For the moment, the challenge remained to get the bill out of the House Rules Committee, which was currently holding its fifth hearing on H.R. 7152 under Judge Smith’s stubborn, slow-walking command. The chairman had begun his promised review on January 9, around a big table in the committee’s compact hearing room, H-313, on the House side of the Capitol. He pronounced the bill “as full of booby traps as a dog is full of fleas.”
Manny Celler, testifying that same day in support of the bill, was more accurate in summing up the prevailing feeling about the civil rights movement, and by implication the bill, when he told Smith, “You can no more stop it than you can stop the tide … The die is cast, the movement cannot be stayed.”
Indeed, the day before Johnson’s meeting with Mitchell and Rauh, the president’s chief congressional nose counter, Larry O’Brien, had told him that there appeared to be 220 House members in support of the bill’s passage, two more than needed for a discharge petition to succeed, and for the bill to pass. So pressure was building on the eighty-year-old Judge Smith, who had begun to renege on his pledge to hold expeditious hearings and was instead dragging them out in a last stand.
“He was a fox,” Representative John Dingell of Michigan would recall. “His great skill was to make you think he was agreeing with you and that you had a commitment, which you never did. And so everybody would think they had a deal with him, and they didn’t.”
John Lindsay’s aide Robert Kimball, who had been assigned to shadow Smith’s hearings, got another perspective when he ran into the judge in a hallway one day as the hearings approached. “He thought he was too old to be doing it and others should step up,” Kimball would recall. “The judge knew that they were going to be beaten and he had to go down fighting.
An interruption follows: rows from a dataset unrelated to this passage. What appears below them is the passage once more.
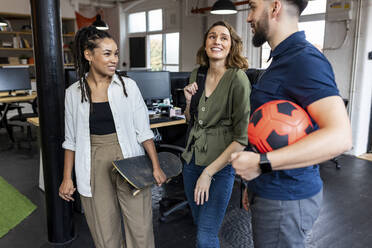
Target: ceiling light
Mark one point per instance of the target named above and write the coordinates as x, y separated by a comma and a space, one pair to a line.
3, 22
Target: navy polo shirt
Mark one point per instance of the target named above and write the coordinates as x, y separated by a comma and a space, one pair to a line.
299, 73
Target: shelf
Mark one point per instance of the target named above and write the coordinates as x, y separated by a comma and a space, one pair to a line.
15, 32
15, 49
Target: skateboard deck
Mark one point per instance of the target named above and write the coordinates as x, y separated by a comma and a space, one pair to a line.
138, 170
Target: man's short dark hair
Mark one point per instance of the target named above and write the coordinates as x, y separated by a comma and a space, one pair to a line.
300, 4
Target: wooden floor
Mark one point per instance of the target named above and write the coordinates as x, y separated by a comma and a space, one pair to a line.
345, 220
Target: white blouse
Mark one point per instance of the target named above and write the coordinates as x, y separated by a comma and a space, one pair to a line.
131, 122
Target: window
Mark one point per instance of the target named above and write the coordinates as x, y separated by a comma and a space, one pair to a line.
155, 20
156, 52
171, 59
312, 21
162, 48
137, 22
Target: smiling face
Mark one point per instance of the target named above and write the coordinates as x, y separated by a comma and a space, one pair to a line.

He said to me, ‘You’re going to run over us.’”
Smith’s reaction to his anticipated defeat was to torture his witnesses all the more. When Bill McCulloch testified on January 15 that the bill was “comprehensive in scope but moderate in application,” Smith demanded to know who had written the compromise version. “I assisted in writing this bill,” McCulloch replied, adding that “staff people on the Judiciary Committee participated in redrafting this bill, duly constituted and appointed and confirmed people in the Department of Justice helped write the bill—the same general people who often help in writing difficult and technical bills which are considered by the Judiciary Committee.” With this careful phrasing, McCulloch glossed lightly over the crucial roles played by Burke Marshall and Nick Katzenbach, which was what Smith was driving at in the first place. When Smith asked how it was that the Judiciary Committee had allowed McCulloch a “whole minute” to explain the bill before the lightning-fast vote in October, McCulloch just smiled and said, “Because of my receding red hair.”
Smith bearded McCulloch about the seeming unfairness of hotel barbershops being covered by the law while independent ones would not be. McCulloch replied by citing the case of a black Ohioan who had recently successfully sued a barber under a seventy-five-year-old state antidiscrimination law, only to have Smith rejoin, “They do strange things in Ohio.” McCulloch then simply quoted from “The Present Crisis,” James Russell Lowell’s nineteenth-century antislavery poem:
New occasions teach new duties
Time makes ancient good uncouth
They must upward still and onward
Who would keep abreast of truth.
If Howard Smith was on the ropes, Lyndon Johnson was leaving nothing to chance with the House Republican leadership. Having already worked over Charlie Halleck at their bacon breakfast in December, he quickly turned to the subject of the NASA research center that Halleck wanted to secure for his district at Purdue University—the very subject that Halleck had hoped to broach with Jack Kennedy after his return from Texas. “I’m sitting here with Charlie Halleck and he’s breathing down my neck,” Johnson told NASA administrator James Webb over the telephone on Saturday, January 18, with Halleck by his side. “He wants to know what he can tell his people when he’s running for reelection that he’s done for them lately, and he wants to know what we can do for Purdue.”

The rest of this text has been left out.